Penelitian ini didukung oleh hasil wawancara dengan praktisi bank syariah "B" yang mengatakan
bahwa pentingnya modal intelektual untuk keberlanjutan bank syariah. Adanya modal intelektual
yang terjaga baik dari sisi kualitas maupun kuantitas dapat meningkatkan kinerja keuangan
perusahaan yang pada akhirnya berdampak pada peningkatan bisnis bank syariah yang
berkelanjutan.
6. KESIMPULAN
Implementasi corporate governance menjadi keharusan bagi bank syariah, dengan penerapan tata
kelola perusahaan yang optimal dapat meningkatkan kepercayaan masyarakat dan memberikan
citra yang baik bagi bank syariah, yang pada akhirnya berdampak pada kinerja keuangan dan
keberlanjutan dari bank syariah. Modal intelektual Syariah dapat meningkatkan kinerja keuangan
syariah. Adanya modal intelektual dapat memberi nilai tambah bagi bank syariah dan dapat
berdampak pada peningkatan kinerja keuangan dan kelangsungan usaha bank syariah.

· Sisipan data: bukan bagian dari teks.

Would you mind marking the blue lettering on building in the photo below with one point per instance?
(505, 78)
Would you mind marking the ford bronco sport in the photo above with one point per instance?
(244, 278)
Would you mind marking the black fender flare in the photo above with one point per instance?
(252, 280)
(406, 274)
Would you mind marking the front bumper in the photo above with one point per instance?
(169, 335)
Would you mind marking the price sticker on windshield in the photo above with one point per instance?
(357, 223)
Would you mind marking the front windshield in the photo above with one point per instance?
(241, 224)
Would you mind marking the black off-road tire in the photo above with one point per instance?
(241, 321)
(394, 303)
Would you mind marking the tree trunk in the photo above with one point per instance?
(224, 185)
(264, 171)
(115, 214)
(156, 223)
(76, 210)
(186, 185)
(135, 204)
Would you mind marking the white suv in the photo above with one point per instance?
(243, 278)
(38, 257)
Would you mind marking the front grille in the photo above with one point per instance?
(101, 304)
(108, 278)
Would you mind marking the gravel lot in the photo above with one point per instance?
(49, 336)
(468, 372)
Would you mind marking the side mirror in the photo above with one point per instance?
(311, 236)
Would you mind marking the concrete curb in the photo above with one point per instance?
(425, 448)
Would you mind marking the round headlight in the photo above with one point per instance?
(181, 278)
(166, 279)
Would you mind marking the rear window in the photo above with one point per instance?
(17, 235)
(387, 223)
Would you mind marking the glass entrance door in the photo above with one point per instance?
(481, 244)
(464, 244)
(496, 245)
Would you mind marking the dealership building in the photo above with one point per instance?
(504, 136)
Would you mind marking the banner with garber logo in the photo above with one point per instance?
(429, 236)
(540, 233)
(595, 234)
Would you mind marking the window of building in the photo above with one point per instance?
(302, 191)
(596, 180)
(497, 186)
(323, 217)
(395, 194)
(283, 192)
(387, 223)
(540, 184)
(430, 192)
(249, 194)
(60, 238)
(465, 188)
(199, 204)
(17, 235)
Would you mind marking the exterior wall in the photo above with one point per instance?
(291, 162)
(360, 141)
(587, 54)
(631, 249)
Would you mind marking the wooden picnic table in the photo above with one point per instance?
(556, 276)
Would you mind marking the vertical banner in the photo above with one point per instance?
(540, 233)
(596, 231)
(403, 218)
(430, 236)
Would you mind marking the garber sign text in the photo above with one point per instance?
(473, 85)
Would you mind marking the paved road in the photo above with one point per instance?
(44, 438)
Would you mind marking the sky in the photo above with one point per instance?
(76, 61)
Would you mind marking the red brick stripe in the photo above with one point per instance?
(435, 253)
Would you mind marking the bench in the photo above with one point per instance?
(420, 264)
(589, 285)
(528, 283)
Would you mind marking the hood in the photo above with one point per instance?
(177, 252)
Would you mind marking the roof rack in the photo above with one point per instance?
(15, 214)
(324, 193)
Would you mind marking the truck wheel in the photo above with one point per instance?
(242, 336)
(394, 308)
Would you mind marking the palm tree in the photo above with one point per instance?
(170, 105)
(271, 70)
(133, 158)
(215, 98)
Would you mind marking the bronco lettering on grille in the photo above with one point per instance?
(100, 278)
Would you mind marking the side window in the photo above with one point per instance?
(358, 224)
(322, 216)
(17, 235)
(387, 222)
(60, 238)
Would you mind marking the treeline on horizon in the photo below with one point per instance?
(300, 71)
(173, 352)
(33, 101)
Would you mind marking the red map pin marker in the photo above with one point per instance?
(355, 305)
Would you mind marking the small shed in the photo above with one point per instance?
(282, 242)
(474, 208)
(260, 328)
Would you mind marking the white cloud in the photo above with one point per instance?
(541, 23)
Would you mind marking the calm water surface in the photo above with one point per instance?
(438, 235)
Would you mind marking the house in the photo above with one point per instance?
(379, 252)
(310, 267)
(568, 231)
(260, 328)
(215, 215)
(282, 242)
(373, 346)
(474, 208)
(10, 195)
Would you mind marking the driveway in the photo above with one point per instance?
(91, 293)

Implementasi Tata Kelola Perusahaan Syariah yang tidak optimal dapat berdampak pada
kelangsungan bisnis bank syariah. Ini menunjukkan bahwa tidak hanya implementasi tata kelola
perusahaan yang tepat dengan benar, namun harus dilaksanakan secara optimal agar berdampak
pada bisnis bank syariah yang berkelanjutan.